The dollar added slight gains and remained at 9 year highs against its peers today overlooking discouraging US service sector and factory orders data as dollar demand was heightened by the market avoiding risk. The Institute of Supply Management reported that its non-manufacturing PMI dropped to its lowest level in 6 months from 59.3 in November to 56.2 in December while experts forecast a reading of 58. Other data revealed that US factory orders declined 0.7% in November while a drop of 0.5% was forecast.

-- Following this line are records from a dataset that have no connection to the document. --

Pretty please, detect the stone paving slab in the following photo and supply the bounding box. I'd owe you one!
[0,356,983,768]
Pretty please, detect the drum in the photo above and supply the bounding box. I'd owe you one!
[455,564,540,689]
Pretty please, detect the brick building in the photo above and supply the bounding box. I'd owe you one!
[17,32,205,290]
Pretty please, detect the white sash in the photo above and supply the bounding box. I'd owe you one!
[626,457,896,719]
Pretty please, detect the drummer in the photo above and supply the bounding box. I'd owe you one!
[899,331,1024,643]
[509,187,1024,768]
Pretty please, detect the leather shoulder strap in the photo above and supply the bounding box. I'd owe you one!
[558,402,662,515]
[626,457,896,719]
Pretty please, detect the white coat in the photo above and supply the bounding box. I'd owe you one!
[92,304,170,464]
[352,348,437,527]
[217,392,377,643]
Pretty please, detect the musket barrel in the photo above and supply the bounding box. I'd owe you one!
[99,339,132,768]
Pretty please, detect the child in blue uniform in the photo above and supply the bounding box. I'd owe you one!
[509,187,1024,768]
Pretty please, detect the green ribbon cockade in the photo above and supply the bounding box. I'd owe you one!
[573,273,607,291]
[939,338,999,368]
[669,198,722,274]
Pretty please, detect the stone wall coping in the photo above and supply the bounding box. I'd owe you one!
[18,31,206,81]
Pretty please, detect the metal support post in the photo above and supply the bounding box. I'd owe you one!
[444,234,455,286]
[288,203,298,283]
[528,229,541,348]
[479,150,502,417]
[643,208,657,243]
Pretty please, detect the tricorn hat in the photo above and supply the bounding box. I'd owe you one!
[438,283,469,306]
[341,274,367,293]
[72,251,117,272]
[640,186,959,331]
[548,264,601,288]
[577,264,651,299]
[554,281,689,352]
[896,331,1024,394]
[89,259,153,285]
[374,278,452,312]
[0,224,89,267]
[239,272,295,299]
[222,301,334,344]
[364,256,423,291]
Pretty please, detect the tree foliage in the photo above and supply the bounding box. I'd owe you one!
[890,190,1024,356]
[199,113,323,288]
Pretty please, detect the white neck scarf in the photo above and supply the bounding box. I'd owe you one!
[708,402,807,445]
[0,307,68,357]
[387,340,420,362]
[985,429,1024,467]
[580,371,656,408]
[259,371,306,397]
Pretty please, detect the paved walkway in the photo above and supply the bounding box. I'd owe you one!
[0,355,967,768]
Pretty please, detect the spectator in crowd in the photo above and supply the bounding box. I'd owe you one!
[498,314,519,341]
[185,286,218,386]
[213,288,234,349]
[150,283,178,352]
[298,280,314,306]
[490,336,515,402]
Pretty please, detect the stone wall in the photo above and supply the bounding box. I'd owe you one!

The euro weakened against the dollar hovering near its weakest level since February 2006 set on Monday. The euro traded at lows of the day following the release of data which revealed that euro zone private sector activity wound down at a slower rate than originally forecast for December. Markit’s composite PMI which factors manufacturing and service sector activity in the euro zone registered at 51.4 in December. The European Central Bank was compelled to consider implementation of stimulus measures prior to its next meeting set for January 22 as a result of the poor data. The euro was also weighed down by doubt surrounding Greece’s status within the euro zone.
The pound weakened against the dollar hovering close to 17 month lows following the release of data which revealed a decline in activity within the UK’s dominant service sector for December. The data supported predictions that the Bank of England will keep rates unchanged for the majority of 2015. The pound was weaker against the euro.
The yen strengthened against the dollar as weakening global equity markets generated safe haven demand for the yen, as declining oil prices and worry over the state of the euro zone economy triggered a stock selloff.
As global oil prices continue to fall, commodity associated currencies such as the Australian, New Zealand and Canadian dollars remain near multi year lows against the dollar despite having regained some ground. Statistics Canada released data which showed that raw materials prices decreased 5.8% in November further than forecasts of 5.0% which put pressure on the Canadian dollar.